In a way, many Americans are much like them. Most of us are not the descendants of Massachusetts Bay and its associated Boston Brahmans, but instead are the children of great crashing waves of desperate, landless, hungry peasants symbolic of famine driven diasporas left on the beaches as the waves recede. Our ancestors landed, dusted off the sand, and were too busy working and enjoying the idea they could actually own land and eat too worry. We do not know who the hell we are and how we got here, and our ancestors never had the time to remember and tell us, as they were too busy working. Here, they at least had a chance. They were not so hungry they had to chew on leather mitts, as my grandfather once described. The problem is with no ties to the land, implanted cultural memes of patriotism and no historical context, American’s can be sold any story. Chopping down Cherry trees, not telling lies, Cherokee Princesses, the belief that no one was here or god intends us to rule or evil communists or shining city on the hill, we can be told anything because we have no history. Or, at least one that is truly told.

It is erased. The Indigenous inhabitants didn’t exist or were primitive savages digging in the ground for roots, rather than the people who had complex societies who died from biological bad luck in the evolutionary viral sweepstakes. They were not the people who built Cahokia, designed the Serpent Mound, mined copper on the Keewenaw and traded it for shells from the Gulf of Mexico and somehow brought them to the Grand Mound on the Rainy River. They were, and are, the disappeared Injun of the “Trails End.”

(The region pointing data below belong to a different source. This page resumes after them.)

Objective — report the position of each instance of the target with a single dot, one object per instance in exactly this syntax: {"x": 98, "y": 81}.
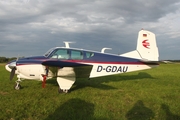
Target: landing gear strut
{"x": 17, "y": 86}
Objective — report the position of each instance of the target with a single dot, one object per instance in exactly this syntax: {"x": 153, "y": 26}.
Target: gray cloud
{"x": 30, "y": 27}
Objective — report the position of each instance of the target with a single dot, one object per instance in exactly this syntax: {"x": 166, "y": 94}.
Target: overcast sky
{"x": 31, "y": 27}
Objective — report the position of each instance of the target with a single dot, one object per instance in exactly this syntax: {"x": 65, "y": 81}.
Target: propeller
{"x": 12, "y": 66}
{"x": 13, "y": 70}
{"x": 45, "y": 77}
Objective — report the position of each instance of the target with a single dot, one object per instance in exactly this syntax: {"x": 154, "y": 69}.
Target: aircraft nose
{"x": 10, "y": 66}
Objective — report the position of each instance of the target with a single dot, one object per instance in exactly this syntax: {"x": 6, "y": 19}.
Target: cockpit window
{"x": 49, "y": 52}
{"x": 60, "y": 54}
{"x": 77, "y": 55}
{"x": 89, "y": 54}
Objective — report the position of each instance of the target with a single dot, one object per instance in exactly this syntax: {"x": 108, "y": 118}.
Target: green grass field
{"x": 145, "y": 95}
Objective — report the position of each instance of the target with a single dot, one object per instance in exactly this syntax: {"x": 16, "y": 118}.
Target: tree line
{"x": 5, "y": 59}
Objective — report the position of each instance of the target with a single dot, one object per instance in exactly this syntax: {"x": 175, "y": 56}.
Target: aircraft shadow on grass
{"x": 74, "y": 109}
{"x": 140, "y": 112}
{"x": 168, "y": 114}
{"x": 99, "y": 82}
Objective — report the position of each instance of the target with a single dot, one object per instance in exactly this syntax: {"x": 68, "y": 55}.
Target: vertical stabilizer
{"x": 146, "y": 46}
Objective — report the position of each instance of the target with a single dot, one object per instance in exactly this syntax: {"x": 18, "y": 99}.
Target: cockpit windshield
{"x": 49, "y": 52}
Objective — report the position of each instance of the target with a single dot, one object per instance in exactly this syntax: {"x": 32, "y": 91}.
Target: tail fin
{"x": 146, "y": 47}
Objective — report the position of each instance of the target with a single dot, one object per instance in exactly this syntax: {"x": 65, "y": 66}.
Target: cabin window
{"x": 77, "y": 55}
{"x": 61, "y": 54}
{"x": 89, "y": 54}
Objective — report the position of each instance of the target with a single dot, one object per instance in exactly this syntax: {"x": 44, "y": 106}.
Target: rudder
{"x": 146, "y": 46}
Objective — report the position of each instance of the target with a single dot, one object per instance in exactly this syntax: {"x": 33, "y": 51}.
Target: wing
{"x": 65, "y": 68}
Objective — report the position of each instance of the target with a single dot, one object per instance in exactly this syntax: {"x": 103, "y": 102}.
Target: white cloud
{"x": 97, "y": 23}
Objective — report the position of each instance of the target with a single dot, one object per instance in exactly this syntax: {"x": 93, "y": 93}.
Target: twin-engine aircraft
{"x": 67, "y": 64}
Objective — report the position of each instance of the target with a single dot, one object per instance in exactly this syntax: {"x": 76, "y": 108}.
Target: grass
{"x": 145, "y": 95}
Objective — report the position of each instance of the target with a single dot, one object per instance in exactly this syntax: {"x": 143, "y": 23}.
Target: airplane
{"x": 67, "y": 64}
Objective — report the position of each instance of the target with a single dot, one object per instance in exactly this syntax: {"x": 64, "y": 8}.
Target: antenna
{"x": 103, "y": 49}
{"x": 67, "y": 44}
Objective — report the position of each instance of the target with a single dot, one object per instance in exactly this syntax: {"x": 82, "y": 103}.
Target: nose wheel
{"x": 17, "y": 86}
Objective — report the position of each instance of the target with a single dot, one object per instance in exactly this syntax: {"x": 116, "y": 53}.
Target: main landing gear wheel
{"x": 62, "y": 91}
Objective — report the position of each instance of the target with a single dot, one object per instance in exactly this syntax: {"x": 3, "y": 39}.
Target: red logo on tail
{"x": 146, "y": 44}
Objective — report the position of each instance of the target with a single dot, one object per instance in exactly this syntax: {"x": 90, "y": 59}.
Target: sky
{"x": 31, "y": 27}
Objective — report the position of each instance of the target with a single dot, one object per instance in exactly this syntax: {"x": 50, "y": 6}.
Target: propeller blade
{"x": 44, "y": 81}
{"x": 12, "y": 73}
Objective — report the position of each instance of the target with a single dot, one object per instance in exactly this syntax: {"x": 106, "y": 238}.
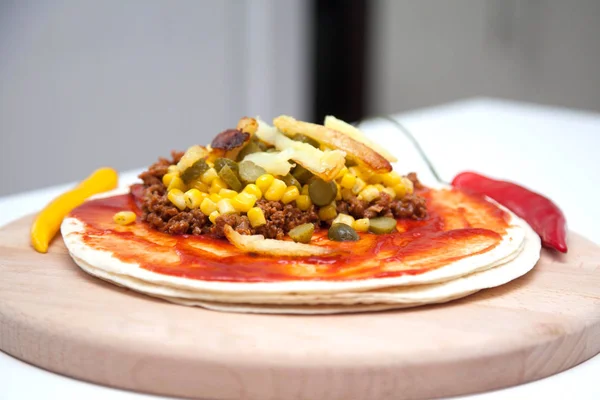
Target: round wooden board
{"x": 57, "y": 317}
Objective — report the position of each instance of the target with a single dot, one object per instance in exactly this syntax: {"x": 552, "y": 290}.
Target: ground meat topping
{"x": 280, "y": 218}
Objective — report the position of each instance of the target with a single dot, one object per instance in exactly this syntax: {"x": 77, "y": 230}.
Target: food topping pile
{"x": 280, "y": 181}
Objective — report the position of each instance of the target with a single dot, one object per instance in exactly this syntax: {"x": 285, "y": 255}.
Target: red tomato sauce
{"x": 459, "y": 225}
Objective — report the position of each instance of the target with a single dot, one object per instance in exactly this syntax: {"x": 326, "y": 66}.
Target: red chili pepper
{"x": 546, "y": 219}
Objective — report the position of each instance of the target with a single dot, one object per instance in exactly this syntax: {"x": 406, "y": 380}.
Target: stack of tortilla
{"x": 514, "y": 256}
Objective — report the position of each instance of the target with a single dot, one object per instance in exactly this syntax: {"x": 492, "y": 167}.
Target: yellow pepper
{"x": 47, "y": 223}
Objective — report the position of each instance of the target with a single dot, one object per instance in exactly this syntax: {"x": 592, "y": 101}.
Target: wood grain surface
{"x": 57, "y": 317}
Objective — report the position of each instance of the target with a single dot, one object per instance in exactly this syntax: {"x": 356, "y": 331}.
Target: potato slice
{"x": 258, "y": 244}
{"x": 336, "y": 124}
{"x": 357, "y": 151}
{"x": 274, "y": 163}
{"x": 324, "y": 164}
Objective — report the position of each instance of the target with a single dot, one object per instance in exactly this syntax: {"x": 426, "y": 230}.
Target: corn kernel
{"x": 359, "y": 185}
{"x": 176, "y": 197}
{"x": 253, "y": 189}
{"x": 167, "y": 178}
{"x": 256, "y": 217}
{"x": 176, "y": 183}
{"x": 369, "y": 193}
{"x": 303, "y": 202}
{"x": 342, "y": 172}
{"x": 198, "y": 184}
{"x": 207, "y": 206}
{"x": 390, "y": 192}
{"x": 403, "y": 188}
{"x": 243, "y": 202}
{"x": 193, "y": 198}
{"x": 275, "y": 191}
{"x": 209, "y": 176}
{"x": 361, "y": 225}
{"x": 391, "y": 179}
{"x": 354, "y": 171}
{"x": 328, "y": 212}
{"x": 213, "y": 216}
{"x": 347, "y": 194}
{"x": 124, "y": 217}
{"x": 225, "y": 207}
{"x": 291, "y": 193}
{"x": 264, "y": 181}
{"x": 217, "y": 185}
{"x": 343, "y": 219}
{"x": 348, "y": 181}
{"x": 227, "y": 193}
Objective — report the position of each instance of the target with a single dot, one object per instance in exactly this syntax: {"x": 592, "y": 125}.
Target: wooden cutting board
{"x": 57, "y": 317}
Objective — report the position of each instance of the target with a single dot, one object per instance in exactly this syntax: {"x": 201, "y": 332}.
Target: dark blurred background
{"x": 87, "y": 83}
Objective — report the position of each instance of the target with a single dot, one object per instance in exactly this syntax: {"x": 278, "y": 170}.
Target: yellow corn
{"x": 361, "y": 225}
{"x": 359, "y": 185}
{"x": 348, "y": 181}
{"x": 243, "y": 202}
{"x": 176, "y": 183}
{"x": 347, "y": 194}
{"x": 208, "y": 206}
{"x": 193, "y": 198}
{"x": 124, "y": 217}
{"x": 256, "y": 217}
{"x": 390, "y": 192}
{"x": 176, "y": 197}
{"x": 209, "y": 176}
{"x": 369, "y": 193}
{"x": 328, "y": 212}
{"x": 391, "y": 178}
{"x": 343, "y": 219}
{"x": 403, "y": 188}
{"x": 225, "y": 207}
{"x": 342, "y": 173}
{"x": 227, "y": 193}
{"x": 291, "y": 193}
{"x": 217, "y": 185}
{"x": 254, "y": 190}
{"x": 213, "y": 216}
{"x": 303, "y": 202}
{"x": 264, "y": 181}
{"x": 198, "y": 184}
{"x": 167, "y": 178}
{"x": 275, "y": 191}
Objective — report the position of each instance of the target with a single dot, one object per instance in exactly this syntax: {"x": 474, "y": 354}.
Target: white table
{"x": 551, "y": 150}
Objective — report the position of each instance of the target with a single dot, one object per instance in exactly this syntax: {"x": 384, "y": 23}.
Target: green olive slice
{"x": 342, "y": 233}
{"x": 381, "y": 225}
{"x": 302, "y": 233}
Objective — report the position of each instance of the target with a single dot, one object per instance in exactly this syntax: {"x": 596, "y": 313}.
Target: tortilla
{"x": 381, "y": 299}
{"x": 86, "y": 240}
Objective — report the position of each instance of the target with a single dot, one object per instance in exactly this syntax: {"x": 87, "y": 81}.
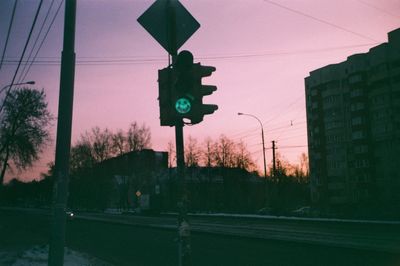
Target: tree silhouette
{"x": 24, "y": 128}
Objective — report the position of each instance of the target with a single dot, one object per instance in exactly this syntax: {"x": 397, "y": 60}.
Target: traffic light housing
{"x": 166, "y": 77}
{"x": 200, "y": 109}
{"x": 181, "y": 91}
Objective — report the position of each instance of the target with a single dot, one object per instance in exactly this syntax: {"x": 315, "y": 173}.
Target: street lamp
{"x": 22, "y": 83}
{"x": 262, "y": 137}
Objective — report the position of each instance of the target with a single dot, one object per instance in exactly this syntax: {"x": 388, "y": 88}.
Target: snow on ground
{"x": 37, "y": 256}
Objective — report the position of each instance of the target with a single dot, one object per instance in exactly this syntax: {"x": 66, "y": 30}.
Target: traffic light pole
{"x": 63, "y": 142}
{"x": 184, "y": 249}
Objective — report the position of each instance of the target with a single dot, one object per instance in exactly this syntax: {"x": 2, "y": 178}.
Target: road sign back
{"x": 169, "y": 22}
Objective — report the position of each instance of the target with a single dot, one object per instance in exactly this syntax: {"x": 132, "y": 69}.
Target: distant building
{"x": 353, "y": 124}
{"x": 131, "y": 174}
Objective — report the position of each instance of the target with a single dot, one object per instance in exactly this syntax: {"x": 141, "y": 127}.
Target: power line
{"x": 128, "y": 60}
{"x": 378, "y": 8}
{"x": 44, "y": 38}
{"x": 36, "y": 41}
{"x": 22, "y": 55}
{"x": 320, "y": 20}
{"x": 8, "y": 33}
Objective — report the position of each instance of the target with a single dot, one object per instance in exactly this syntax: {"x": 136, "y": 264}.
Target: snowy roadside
{"x": 37, "y": 256}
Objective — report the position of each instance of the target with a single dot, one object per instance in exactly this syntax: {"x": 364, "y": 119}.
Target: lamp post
{"x": 262, "y": 137}
{"x": 10, "y": 85}
{"x": 22, "y": 83}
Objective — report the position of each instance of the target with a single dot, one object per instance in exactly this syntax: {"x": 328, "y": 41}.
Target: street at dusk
{"x": 209, "y": 132}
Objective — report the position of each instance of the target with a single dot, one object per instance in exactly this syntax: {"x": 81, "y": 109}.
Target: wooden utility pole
{"x": 273, "y": 161}
{"x": 63, "y": 142}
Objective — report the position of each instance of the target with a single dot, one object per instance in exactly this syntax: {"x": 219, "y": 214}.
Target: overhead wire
{"x": 378, "y": 8}
{"x": 320, "y": 20}
{"x": 22, "y": 56}
{"x": 35, "y": 42}
{"x": 8, "y": 33}
{"x": 132, "y": 60}
{"x": 44, "y": 38}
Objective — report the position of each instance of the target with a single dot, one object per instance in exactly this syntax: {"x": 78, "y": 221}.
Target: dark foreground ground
{"x": 128, "y": 245}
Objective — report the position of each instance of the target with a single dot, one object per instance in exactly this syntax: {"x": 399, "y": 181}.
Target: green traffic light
{"x": 183, "y": 106}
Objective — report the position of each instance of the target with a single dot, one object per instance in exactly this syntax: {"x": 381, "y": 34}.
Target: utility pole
{"x": 63, "y": 142}
{"x": 273, "y": 161}
{"x": 184, "y": 246}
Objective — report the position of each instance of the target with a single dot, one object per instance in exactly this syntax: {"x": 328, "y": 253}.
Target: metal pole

As colonists with the ancestry of desperate peasants, we don’t have much to emotionally base our lives on. You see this when people investigate their genealogy. It is inevitably some Royalty from the Merovingian's or Tudor’s, rather than indentured servants named John. The same is true, for people feeling loss or guilt over how they got here, so they invent things such as the apocryphal Cherokee Princess who confessed on the deathbed to Indian heritage. Much laughed at, it should really be pitied. The tellers are often emotionally desperate people trying to belong to something in a world that has forced their ancestors to move every generation for 150 years.  Everyone needs a home, and we will invent one if needed.

Thus the myths.

As Noam Chomsky one clarified, you never hear of someone in Italy being called “ Anti-Italian” during a political discussion. Terms like that, such as “Anti-American”, are used only in places where all cultural life is subsumed to the Nation State, as in Totalitarian states.  This is a relatively new development. Culturally, this has endured in the U.S. since the propaganda project to politically move us into World War One, but up until Word War Two, people still questioned involvement in other countries, despite the constant invasion of danger zones such as Nicaragua and Mexico.  Eagles, the word “Freedom”, and the Military are just part of the precious photos we use, much like the replicants. They are our false memories, our implants, creating a cultural memory to justify our existence.The methods and symbols used are still the same, and Edward Bernays would be very proud.  


God forbid someone mention genocide.